Learnia, rekabet, ödül, hikayeleştirme ve mücadele gibi oyunlaştırma yaklaşımlarını öğrenme sürecine yediren bir platform olarak tanımlanabilir. Öğrenci oyun oynadığını sanıyorken aslında ders çalışıyor.Learnia, bir nevi test kitabını ve dersi, tabletin içinden erişilebilir hale getiriyor.Öğrencilerin, gençlerin dünyasına daha yakından hitap ediyor.
Learnia’da öğrencivle öğrencinin velisi gelişimini takip edebiliyor, hangi adaya yani matematikteki hangi konuya kadar başarıyla geldiğini görebiliyor, kendisine hedef belirleyip bu hedefe göre daha çok puan kazanmaya çalışıyor.Learnia’da 9. sınıftan itibaren 12. sınıfa kadarki tüm matematik müfredatından içerikler mevcut. Matematik alanında YGS’ye girecek öğrenciler için 620 adet konu anlatımı videosu, 4.400 adet soru, 4.400 soru çözümü ve 2.000 adet videolu soru çözümü yer almakta. LYS’ye girecek öğrenciler için de 212 adet konu anlatımı videosu, 1.500 adet soru, 1.500 soru çözümü ve 800 adet videolu soru çözümü yer almakta.
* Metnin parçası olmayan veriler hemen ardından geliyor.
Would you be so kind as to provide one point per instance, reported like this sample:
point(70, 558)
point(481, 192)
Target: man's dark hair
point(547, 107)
Learnia ile ek ders ve test kitabı almaya ihtiyaç kalmıyor, binlerce sorunun tamamının çözümü mevcut. Konu anlatım videoları ile konuya hazırlanıp test çözülebiliyor ve testin sonunda tüm soruların çözümlerine erişilebiliyor.
İçerikler Türkiye’de kendi alanında uzman bir akademik kadro tarafından oluşturuluyor. Learnia’da, her bir konu anlatımı ortalama iki dakikalık videolardan oluşmaktadır. Böylece aranılan bilgiye hemen ulaşabilir ve takviye ders alma ihtiyacı olmadan öğrenciler soruları sıkılmadan çözüyor. Anahtar kavramlar üzerinde öğrenilen bilgiyi pekiştiren özellikler de yer alıyor. Gerekli olmayan tekrarlardan arınmış bir şekilde kilit konular üzerinden öğrencinin öğrenme seviyesi ölçülüyor ve böylece akıllı hatırlatmalarla öğrenme pekiştiriliyor.